Unfortunately, that program does not describe this book. Examination of its 418 footnotes reveals quite different tendencies: there are 348 citations of printed works by 140 authors (and 23 others, such as newspapers), but only 187 citations of 132 documents, and these overwhelmingly from the papers of the Real Consulado, which yields 144 citations of 95 documents. These are mostly informes and discussions of projects and general trends, and doubtless very informative; but in light of Moreno’s vigorous effort to discredit the Consulado and its members by “exposing” their bourgeois biases, as well as those of many of the authors of the printed works cited, one wonders about the suitability of most of his sources for all of his purposes.

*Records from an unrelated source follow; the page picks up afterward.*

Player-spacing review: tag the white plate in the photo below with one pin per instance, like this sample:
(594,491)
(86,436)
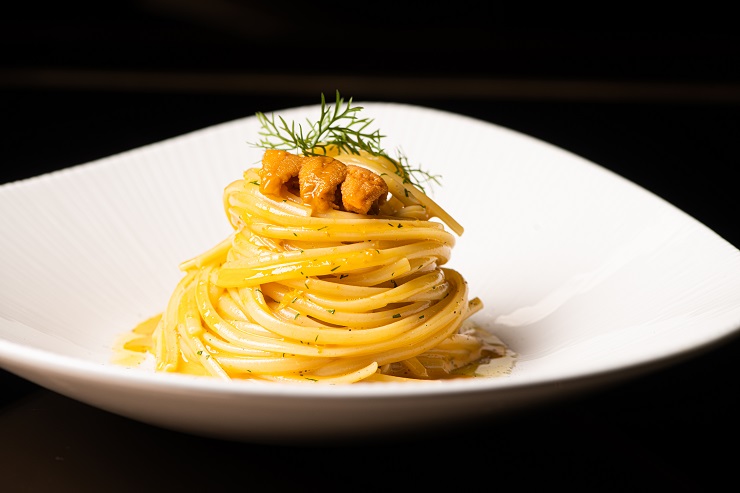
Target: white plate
(589,278)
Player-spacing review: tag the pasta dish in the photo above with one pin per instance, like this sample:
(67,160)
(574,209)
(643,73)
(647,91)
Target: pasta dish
(334,273)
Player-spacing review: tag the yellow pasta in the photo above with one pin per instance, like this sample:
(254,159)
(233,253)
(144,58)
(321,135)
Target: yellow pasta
(297,294)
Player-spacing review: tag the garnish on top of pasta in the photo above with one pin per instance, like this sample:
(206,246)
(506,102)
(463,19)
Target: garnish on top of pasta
(334,272)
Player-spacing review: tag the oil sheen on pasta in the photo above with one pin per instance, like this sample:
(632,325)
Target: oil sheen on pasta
(334,273)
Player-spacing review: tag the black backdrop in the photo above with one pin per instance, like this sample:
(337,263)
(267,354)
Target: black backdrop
(652,96)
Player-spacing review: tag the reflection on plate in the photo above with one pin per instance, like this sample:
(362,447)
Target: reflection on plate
(586,276)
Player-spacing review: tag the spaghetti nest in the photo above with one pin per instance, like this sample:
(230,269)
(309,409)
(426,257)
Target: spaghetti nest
(305,290)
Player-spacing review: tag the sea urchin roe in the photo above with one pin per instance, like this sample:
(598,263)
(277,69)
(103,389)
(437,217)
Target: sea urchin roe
(322,182)
(320,179)
(278,168)
(363,191)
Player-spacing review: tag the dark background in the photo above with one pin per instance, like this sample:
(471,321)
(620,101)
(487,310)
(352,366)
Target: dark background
(651,95)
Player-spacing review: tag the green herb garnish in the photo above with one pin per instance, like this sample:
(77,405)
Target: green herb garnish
(338,126)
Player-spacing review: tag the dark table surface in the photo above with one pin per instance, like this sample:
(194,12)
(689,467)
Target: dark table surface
(675,429)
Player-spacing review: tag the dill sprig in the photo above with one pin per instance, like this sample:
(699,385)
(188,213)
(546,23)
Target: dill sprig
(338,126)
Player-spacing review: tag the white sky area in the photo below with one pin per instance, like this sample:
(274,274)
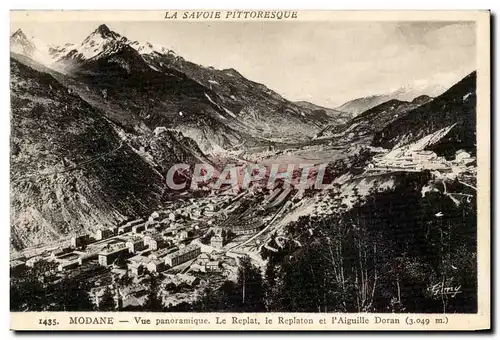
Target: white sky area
(326,63)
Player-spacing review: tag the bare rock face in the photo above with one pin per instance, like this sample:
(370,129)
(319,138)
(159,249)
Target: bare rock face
(456,107)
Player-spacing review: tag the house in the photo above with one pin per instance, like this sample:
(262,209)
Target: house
(183,235)
(79,241)
(156,265)
(159,254)
(68,265)
(137,264)
(423,155)
(203,259)
(135,244)
(17,267)
(155,215)
(111,253)
(86,257)
(462,156)
(217,241)
(213,266)
(103,234)
(135,268)
(182,255)
(124,229)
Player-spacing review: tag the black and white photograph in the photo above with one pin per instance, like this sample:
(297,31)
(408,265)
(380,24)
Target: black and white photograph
(244,166)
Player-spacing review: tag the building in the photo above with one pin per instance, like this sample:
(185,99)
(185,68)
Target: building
(135,244)
(462,156)
(79,241)
(217,241)
(213,266)
(155,242)
(111,253)
(423,155)
(103,234)
(124,229)
(68,265)
(137,264)
(247,229)
(156,265)
(127,227)
(17,267)
(183,235)
(182,255)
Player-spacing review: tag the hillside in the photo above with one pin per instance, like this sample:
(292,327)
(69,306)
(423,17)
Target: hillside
(373,120)
(455,106)
(335,116)
(71,170)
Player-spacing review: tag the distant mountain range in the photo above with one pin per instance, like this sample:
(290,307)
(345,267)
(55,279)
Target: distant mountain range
(97,124)
(456,107)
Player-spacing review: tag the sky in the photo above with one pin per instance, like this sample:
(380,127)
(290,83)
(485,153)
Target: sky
(326,63)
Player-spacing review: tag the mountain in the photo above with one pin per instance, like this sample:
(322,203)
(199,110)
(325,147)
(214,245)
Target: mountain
(72,170)
(359,105)
(407,92)
(455,109)
(29,47)
(141,86)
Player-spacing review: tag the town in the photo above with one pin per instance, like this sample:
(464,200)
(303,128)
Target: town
(194,244)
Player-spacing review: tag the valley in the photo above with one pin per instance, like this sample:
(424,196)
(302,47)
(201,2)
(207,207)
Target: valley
(97,127)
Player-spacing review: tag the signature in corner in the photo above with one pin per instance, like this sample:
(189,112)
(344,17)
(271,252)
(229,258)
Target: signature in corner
(440,289)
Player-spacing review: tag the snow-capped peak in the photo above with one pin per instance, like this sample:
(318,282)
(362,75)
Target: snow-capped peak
(30,47)
(101,42)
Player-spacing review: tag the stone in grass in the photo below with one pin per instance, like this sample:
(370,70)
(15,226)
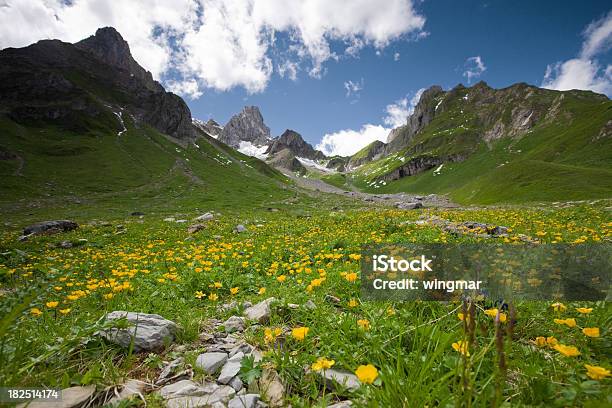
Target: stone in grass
(147,331)
(236,383)
(211,362)
(341,404)
(205,217)
(130,389)
(234,323)
(244,401)
(260,312)
(333,377)
(272,388)
(230,369)
(50,227)
(71,398)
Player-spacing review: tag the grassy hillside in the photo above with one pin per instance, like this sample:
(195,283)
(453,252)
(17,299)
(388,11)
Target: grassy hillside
(565,156)
(140,169)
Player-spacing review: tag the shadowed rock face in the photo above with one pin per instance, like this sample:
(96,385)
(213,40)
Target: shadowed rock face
(69,84)
(293,141)
(247,126)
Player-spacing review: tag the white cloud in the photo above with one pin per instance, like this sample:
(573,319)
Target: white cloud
(188,88)
(348,141)
(474,67)
(398,112)
(288,68)
(353,88)
(219,44)
(585,72)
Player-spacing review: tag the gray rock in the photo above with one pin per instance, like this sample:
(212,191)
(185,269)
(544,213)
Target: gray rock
(244,401)
(192,229)
(247,126)
(234,323)
(230,369)
(211,362)
(130,389)
(346,379)
(272,388)
(310,305)
(409,206)
(217,398)
(169,369)
(186,388)
(205,217)
(341,404)
(236,383)
(50,227)
(71,398)
(147,331)
(260,312)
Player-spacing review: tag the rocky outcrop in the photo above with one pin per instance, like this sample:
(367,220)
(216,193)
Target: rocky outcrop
(210,127)
(423,114)
(86,85)
(247,126)
(293,141)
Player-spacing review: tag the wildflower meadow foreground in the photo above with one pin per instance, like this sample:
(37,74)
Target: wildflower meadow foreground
(269,303)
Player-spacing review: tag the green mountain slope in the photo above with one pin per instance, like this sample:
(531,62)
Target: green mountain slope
(517,144)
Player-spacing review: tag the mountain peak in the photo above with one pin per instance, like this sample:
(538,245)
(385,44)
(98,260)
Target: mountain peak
(246,126)
(109,46)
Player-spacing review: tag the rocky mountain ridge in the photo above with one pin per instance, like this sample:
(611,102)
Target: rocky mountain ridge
(56,82)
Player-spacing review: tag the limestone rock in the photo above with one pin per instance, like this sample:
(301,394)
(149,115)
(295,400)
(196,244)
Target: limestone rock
(260,312)
(147,331)
(211,362)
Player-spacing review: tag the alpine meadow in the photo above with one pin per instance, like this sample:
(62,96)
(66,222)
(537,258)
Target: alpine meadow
(154,256)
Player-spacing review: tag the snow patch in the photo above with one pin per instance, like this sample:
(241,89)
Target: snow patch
(312,163)
(250,149)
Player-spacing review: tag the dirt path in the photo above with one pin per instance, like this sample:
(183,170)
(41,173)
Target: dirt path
(431,200)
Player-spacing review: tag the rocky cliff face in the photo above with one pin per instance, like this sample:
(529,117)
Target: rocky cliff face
(73,85)
(293,141)
(246,126)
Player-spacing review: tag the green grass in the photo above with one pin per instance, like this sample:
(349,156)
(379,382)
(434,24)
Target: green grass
(560,159)
(410,347)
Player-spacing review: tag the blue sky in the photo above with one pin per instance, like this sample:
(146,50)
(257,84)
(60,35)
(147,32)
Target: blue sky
(343,72)
(516,41)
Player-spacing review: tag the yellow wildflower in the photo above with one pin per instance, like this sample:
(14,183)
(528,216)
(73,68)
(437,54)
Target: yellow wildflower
(596,372)
(367,374)
(591,331)
(364,324)
(322,364)
(462,347)
(299,333)
(570,322)
(568,351)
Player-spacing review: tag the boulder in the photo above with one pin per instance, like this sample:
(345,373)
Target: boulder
(205,217)
(260,312)
(211,362)
(72,397)
(192,229)
(234,323)
(231,368)
(147,331)
(244,401)
(334,376)
(50,227)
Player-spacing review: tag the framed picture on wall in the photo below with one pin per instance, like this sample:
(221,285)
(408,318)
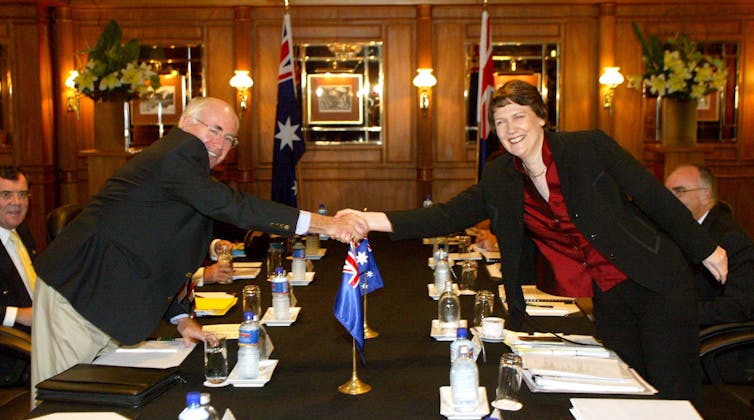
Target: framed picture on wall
(708,107)
(530,78)
(164,106)
(334,99)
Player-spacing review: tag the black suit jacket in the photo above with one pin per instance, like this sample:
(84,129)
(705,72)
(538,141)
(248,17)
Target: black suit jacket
(734,301)
(12,289)
(121,262)
(620,208)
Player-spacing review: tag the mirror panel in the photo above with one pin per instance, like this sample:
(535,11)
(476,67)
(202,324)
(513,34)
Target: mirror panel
(536,63)
(340,92)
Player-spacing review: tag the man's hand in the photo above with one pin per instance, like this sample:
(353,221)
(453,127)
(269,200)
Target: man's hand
(23,316)
(717,264)
(220,272)
(191,331)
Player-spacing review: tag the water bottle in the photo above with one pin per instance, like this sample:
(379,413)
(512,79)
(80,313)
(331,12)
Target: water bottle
(462,339)
(298,266)
(427,201)
(323,211)
(464,382)
(248,347)
(449,309)
(442,274)
(205,401)
(281,302)
(194,409)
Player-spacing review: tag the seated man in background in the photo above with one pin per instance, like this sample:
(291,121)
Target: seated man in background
(17,274)
(696,187)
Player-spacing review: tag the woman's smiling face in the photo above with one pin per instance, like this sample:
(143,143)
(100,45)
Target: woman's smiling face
(519,129)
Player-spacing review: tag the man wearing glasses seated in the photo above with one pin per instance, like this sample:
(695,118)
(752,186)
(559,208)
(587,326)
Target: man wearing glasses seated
(733,301)
(117,269)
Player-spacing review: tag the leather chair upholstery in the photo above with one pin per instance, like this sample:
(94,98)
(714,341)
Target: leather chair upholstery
(59,218)
(15,397)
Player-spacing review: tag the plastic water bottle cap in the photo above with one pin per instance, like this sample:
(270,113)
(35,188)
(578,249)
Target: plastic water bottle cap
(193,398)
(462,332)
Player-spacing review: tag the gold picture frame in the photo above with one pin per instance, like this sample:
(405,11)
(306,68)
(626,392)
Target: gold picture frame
(334,99)
(170,95)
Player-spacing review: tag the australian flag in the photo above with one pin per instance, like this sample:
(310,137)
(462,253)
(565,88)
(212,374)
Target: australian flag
(359,266)
(289,143)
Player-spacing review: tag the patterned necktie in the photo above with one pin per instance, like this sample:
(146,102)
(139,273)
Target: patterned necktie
(31,275)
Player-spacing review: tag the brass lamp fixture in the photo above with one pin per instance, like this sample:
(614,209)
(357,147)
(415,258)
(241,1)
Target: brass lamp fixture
(424,80)
(242,82)
(73,96)
(610,79)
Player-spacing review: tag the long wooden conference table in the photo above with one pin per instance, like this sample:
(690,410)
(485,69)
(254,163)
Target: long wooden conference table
(405,366)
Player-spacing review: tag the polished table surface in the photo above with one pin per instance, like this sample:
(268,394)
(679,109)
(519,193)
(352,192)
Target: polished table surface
(405,366)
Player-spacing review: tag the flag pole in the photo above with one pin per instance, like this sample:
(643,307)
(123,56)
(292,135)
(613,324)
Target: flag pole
(368,332)
(354,386)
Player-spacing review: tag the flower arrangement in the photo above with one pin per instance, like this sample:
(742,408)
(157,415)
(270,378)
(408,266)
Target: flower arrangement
(676,69)
(112,72)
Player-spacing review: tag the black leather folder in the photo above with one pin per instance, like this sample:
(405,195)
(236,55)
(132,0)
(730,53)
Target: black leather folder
(111,385)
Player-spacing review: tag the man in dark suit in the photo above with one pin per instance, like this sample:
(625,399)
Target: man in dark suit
(116,270)
(601,224)
(696,187)
(17,275)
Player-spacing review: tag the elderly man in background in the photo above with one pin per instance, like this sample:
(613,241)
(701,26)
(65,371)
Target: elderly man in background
(733,301)
(116,270)
(17,276)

Only five manuscripts (footnotes 101, 248, 252, 323, 366) are cited of the kind that might fulfill the aims of the preface, but no important conclusions are drawn from them.
We have a work of three unconnected parts: (1) the first three chapters describe the rise of the industry in ad hoc fashion (flat, land, soil, ports, etc.), without unifying theory; (2) the fourth chapter is a long (one-third of the text) digression about nineteenth-century technology, with many good illustrations and much fascinating detail; (3) the last chapter describes conditions of agricultural labor in nineteenth-century Cuba, as appalling and wretched there as anywhere, but says little useful about its costs or productivity, much less anything persuasive about the causes of such conditions. The bibliographic citations are incomplete, there is no bibliography, no list of documents consulted, no map (indispensable for chapter 3), and neither conclusion nor closure. Many important questions are left unasked, others unanswered, perhaps because rational examination of them is foreclosed by Marxist doctrine, so pitiably inadequate to analysis of past or present; and, yet, when all of this is said, the book remains worth reading because so much of it derives from its author’s optimistic eclecticism.